If the task is a thread (but not the thread group leader), it should
call release_task(), correct? Below is the trace from our production
server:
$ bpftrace -e 'k:release_task {$tsk=(struct task_struct *)arg0; if
($tsk->pid == tid){@stack[kstack()]=count()}}'
@stack[
release_task+1
kthread_exit+41
kthread+200
ret_from_fork+31
]: 1
@stack[
release_task+1
do_group_exit+53
__x64_sys_exit_group+24
do_syscall_64+56
entry_SYSCALL_64_after_hwframe+100
]: 2
@stack[
release_task+1
do_group_exit+53
get_signal+2313
arch_do_signal_or_restart+52
exit_to_user_mode_prepare+329
syscall_exit_to_user_mode+30
do_syscall_64+72
entry_SYSCALL_64_after_hwframe+100
]: 20
@stack[
release_task+1
__x64_sys_exit+27
do_syscall_64+56
entry_SYSCALL_64_after_hwframe+100
]: 26
>
> Well, for example, wait_task_zombie() calls release_task()
> in some special cases.
>
> 2. Is it enough to block the transition until delayed_put_task_struct()?
>
> I do not fully understand the maze of code. It might still be too
> early.
>
> It seems that put_task_struct() can delay the release even more.

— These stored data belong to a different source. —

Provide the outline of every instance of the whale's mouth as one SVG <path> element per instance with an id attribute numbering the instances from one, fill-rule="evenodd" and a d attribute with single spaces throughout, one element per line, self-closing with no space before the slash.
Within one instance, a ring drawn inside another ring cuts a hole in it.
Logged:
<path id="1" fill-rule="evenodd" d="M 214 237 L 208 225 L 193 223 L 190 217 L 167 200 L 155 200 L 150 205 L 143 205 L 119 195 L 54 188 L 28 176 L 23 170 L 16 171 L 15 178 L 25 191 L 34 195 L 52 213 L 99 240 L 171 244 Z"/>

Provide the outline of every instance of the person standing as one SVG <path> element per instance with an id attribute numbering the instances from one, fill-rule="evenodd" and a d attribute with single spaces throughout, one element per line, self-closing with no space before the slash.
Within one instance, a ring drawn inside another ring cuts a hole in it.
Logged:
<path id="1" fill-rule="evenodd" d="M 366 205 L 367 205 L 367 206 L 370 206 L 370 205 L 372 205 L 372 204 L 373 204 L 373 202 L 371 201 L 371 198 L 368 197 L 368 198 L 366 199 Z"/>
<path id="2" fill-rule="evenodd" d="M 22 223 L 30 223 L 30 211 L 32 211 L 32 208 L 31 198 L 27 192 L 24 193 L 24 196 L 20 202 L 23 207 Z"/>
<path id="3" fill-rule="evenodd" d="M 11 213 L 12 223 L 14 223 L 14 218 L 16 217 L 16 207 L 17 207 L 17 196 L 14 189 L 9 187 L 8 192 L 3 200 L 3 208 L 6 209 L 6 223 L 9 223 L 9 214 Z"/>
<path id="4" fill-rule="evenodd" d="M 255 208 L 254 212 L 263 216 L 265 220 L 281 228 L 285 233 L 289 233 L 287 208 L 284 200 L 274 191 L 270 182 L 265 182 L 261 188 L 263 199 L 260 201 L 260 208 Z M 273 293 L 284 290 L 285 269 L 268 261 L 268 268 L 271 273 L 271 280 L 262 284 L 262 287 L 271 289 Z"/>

After delayed_put_task_struct(), there is still some code that needs
to be executed. It appears that this just reduces the likelihood of
the issue occurring, but does not completely prevent it.
> Mabye, we should drop the klp reference count when it is final
> put_task_struct().
>
> 3. Is this worth the effort?
I believe it’s worth the effort. If we can find a solution to mitigate
this limitation, we should definitely try to implement it.
>
> It is probably a bad idea to livepatch do_exit() in the first place.
>
> But it is not obvious why it is a problem. It would be nice to at
> least detect the problem and warn about it.
--
Regards
Yafang